While we must regulate the system properly, we must also reject amendments that would undermine or stall the Bill’s delivery. Amendment 19 proposes adding suicide prevention, the Mental Health Act and deprivation of liberty safeguards to the code of practice. As the Minister who put much of that legislation through, those are really important topics for me, but this is not the legislation to address them. Let us keep the code focused on the Bill’s core function of ensuring a safe, consistent and compassionate assisted dying process.
Amendment 20 would allow non-adherence to the code to be used in civil or criminal proceedings. That is not appropriate. Guidance is meant to help professionals navigate difficult decisions, not become a legal trap. If clinicians act negligently, existing law already applies. We should not be creating new liabilities for those acting in good faith in very difficult conditions.

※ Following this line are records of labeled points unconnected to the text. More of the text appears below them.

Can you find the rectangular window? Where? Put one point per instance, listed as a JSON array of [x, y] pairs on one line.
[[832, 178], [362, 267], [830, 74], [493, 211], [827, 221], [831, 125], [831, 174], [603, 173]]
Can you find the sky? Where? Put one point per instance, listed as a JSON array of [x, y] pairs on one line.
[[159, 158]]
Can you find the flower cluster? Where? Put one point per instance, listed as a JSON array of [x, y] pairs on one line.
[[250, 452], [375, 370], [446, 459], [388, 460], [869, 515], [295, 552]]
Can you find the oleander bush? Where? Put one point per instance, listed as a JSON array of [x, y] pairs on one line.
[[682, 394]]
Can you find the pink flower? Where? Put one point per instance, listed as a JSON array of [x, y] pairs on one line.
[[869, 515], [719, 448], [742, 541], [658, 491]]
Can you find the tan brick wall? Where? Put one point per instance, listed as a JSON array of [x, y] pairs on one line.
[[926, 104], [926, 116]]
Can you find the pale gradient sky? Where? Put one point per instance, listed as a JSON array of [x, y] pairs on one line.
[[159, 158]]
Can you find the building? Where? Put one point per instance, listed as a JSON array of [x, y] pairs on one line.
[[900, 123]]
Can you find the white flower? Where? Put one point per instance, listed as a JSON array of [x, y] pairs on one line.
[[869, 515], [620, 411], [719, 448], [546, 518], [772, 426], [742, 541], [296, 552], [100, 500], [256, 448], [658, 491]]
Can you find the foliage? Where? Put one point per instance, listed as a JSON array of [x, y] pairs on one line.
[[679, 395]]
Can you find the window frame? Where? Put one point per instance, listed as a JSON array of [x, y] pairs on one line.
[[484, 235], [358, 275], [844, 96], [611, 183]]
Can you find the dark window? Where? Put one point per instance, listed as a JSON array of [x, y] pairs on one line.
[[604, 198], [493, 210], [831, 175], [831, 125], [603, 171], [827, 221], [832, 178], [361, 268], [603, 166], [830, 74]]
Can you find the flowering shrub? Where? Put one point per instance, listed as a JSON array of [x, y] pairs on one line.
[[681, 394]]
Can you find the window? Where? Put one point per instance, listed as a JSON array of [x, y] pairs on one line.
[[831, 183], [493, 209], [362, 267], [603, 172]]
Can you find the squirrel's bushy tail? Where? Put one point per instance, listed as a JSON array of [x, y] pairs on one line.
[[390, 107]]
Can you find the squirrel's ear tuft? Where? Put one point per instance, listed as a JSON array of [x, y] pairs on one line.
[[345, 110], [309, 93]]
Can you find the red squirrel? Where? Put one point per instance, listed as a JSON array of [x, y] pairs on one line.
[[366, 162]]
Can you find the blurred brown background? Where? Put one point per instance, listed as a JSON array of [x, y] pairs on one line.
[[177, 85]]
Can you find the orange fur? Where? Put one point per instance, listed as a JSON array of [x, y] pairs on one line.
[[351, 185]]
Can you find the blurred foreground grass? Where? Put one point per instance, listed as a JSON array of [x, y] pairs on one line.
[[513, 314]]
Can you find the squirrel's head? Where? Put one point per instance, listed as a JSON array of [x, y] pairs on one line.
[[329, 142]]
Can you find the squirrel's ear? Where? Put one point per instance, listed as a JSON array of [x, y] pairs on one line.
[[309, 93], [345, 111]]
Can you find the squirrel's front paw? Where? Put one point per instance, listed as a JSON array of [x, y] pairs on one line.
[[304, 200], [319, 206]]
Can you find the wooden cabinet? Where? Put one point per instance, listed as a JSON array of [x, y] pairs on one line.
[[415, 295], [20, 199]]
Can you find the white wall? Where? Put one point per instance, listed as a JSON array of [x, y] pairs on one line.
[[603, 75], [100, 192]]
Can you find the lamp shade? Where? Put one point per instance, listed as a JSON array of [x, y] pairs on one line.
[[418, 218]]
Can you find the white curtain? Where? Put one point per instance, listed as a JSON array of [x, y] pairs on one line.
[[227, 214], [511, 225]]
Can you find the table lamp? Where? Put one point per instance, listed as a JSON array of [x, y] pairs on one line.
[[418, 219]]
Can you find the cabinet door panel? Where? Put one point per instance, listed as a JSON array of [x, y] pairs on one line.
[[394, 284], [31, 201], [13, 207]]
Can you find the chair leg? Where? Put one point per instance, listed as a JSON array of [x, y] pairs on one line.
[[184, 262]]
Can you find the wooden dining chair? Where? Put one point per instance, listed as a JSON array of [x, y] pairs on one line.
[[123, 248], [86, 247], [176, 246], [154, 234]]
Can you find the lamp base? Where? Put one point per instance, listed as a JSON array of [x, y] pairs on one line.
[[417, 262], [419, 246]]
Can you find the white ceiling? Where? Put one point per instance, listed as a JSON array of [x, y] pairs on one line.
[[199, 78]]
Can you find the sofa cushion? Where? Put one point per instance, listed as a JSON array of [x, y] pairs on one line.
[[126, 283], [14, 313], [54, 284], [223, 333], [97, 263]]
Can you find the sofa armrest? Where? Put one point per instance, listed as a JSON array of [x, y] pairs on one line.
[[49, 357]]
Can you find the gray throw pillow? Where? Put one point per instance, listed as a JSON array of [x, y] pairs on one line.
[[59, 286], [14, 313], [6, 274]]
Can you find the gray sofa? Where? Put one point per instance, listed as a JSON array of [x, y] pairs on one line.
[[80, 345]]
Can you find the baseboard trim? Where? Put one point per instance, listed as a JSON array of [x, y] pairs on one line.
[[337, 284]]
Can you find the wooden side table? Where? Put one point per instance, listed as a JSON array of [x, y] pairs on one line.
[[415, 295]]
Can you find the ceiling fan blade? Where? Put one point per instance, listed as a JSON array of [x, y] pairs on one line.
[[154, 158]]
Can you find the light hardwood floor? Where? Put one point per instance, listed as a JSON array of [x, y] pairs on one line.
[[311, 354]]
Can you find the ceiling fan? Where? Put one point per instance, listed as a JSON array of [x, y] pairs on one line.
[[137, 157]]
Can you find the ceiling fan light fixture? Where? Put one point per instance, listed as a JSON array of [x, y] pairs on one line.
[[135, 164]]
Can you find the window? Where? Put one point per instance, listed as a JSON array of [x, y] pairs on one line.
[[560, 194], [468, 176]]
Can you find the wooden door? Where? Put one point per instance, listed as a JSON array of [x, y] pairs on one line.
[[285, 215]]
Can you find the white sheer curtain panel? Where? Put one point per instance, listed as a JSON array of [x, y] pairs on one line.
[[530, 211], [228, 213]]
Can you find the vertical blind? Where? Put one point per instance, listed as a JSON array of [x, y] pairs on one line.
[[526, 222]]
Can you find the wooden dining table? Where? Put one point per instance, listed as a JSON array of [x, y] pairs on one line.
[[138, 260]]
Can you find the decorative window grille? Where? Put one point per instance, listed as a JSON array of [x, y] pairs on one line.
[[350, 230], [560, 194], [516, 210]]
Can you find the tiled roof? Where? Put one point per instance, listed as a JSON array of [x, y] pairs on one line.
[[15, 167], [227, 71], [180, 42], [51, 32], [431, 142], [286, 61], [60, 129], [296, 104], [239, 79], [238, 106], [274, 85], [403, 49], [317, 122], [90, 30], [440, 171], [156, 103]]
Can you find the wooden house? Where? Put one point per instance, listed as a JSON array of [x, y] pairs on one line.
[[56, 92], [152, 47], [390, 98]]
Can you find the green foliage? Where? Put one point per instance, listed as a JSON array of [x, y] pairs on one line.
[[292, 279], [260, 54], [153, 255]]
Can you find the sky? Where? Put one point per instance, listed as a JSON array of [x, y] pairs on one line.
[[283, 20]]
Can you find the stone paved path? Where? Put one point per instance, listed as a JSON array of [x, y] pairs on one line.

I also oppose amendments 97 and 27, which would require the MHRA to license drugs specifically for assisted dying and the National Institute for Health and Care Excellence to recommend them. That would make the Bill unworkable.
Does the hon. Member share my concern that the impact assessment associated with the Bill says:
“The safety and efficacy of those substances used for assisted dying is currently difficult to assess”?
I am not entirely sure that I agree with that.
However, I want to talk about the MHRA, which is just not set up to license drugs for ending life. Clinical trials to support such a licence and MHRA requirement would be impossible. However, the substances likely to be used are already tried and tested in other jurisdictions and are MHRA approved for other purposes. New clause 13 already provides us with the strict regulation that we need, without putting prohibitive hurdles along the path to a compassionate and painless death.
Amendment 42 would remove the backstop date for implementation, giving the Government indefinite discretion over when or whether to put this law into effect. That cannot be right. If Parliament passes the Bill, there must be a clear and reasonable timeframe for implementation. The four-year backstop already gives Government more than enough time to get this right. Removing it simply invites delay.
This is a moment to show that we can be both compassionate and competent, and that we can bring an end to the quiet suffering caused by an unjust status quo and replace it with a system that is safe, fair and accountable. Let us support new clause 13, let us reject amendments that would add red tape or stall the Bill’s progress, and let us show dying people that we are ready to treat them with the dignity and trust that they deserve.